SafariiOSITP 1.0ITP 1.1ITP 2.0ITP 2.1first-party cookiesthird-party cookiesMachine Learning ClassifierStorage Access APIbounce trackerstracker collusioncookie purgingreferrer strippingJavaScript cookie expirationHTTP cookies

Intelligent Tracking Prevention (ITP) is a WebKit feature shipped in Safari 12 and iOS 11 that changes how Safari handles first-party cookies — effectively narrowing one of the last remaining avenues for cross-site tracking. This article walks through what ITP is, the mechanism behind it, and how each version from 1.0 through 2.3 tightened the restrictions.

Table of Contents

What Is Intelligent Tracking Prevention?

Intelligent Tracking Prevention is a feature of WebKit, the open-source browser engine that powers Apple's Safari. It shipped with Safari 12 and iOS 11 and is designed to protect user privacy by restricting how first-party cookies can be used for cross-site tracking.
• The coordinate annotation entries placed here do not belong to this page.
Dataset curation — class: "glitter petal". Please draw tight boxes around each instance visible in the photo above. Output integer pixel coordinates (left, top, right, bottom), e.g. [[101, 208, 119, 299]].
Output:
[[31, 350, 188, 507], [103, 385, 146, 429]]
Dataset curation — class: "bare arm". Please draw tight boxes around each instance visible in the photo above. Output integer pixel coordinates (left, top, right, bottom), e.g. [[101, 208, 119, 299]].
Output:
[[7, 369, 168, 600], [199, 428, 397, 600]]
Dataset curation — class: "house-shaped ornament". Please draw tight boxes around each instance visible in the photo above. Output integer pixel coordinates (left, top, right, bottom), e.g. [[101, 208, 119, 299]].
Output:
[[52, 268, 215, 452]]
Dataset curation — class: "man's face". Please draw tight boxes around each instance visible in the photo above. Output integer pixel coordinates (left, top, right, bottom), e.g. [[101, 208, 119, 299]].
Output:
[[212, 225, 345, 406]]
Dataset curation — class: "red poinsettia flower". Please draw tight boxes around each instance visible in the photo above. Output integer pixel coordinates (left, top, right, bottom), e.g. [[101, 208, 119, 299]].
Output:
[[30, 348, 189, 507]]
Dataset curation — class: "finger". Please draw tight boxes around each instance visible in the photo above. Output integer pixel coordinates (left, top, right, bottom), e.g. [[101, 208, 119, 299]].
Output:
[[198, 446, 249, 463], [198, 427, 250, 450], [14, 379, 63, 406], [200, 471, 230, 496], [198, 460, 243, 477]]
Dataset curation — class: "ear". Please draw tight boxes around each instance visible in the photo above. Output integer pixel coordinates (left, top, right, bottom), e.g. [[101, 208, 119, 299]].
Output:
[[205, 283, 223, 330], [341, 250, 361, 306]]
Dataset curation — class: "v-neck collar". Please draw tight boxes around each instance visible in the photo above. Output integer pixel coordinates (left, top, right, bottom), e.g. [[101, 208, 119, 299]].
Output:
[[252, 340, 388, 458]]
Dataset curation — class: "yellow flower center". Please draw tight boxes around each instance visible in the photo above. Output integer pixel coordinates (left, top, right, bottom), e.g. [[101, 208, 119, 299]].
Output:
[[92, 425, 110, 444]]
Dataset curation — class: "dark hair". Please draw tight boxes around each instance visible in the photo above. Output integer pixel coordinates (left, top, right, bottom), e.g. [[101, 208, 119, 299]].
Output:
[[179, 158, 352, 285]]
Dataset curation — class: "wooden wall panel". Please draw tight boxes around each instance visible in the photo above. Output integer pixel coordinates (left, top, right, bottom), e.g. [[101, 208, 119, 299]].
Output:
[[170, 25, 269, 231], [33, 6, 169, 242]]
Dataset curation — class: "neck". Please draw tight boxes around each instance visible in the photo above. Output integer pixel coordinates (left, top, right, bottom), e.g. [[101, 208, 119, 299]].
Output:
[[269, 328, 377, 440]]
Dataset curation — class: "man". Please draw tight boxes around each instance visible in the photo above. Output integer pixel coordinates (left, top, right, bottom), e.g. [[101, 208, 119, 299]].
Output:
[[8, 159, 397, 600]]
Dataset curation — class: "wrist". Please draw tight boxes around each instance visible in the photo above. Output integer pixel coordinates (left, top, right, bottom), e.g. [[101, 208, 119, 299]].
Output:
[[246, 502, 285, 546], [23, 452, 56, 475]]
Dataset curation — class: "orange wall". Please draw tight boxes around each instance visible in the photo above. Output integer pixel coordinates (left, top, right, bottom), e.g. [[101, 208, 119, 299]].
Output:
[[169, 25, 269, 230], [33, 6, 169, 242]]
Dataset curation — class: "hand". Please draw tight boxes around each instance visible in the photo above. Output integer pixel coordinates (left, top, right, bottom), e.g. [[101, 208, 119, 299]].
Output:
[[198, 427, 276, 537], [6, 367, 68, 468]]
Prior to ITP, Safari already blocked third-party cookies by default and allowed iOS users to install content blockers from iOS 9 onwards. First-party cookies, however, were left largely untouched — they were considered safe because they serve legitimate user-experience functions. ITP changed that assumption.

How Does It Work?

How Safari's Intelligent Tracking Prevention (ITP) handles cookies and non-cookie data

First-party cookies handle a wide range of essential browser functions, including:

  • Keeping users logged into websites and applications.
  • Remembering which products were added to a shopping cart.
  • Storing website preferences like language selection.
  • Retaining values entered into forms (name, email, etc.).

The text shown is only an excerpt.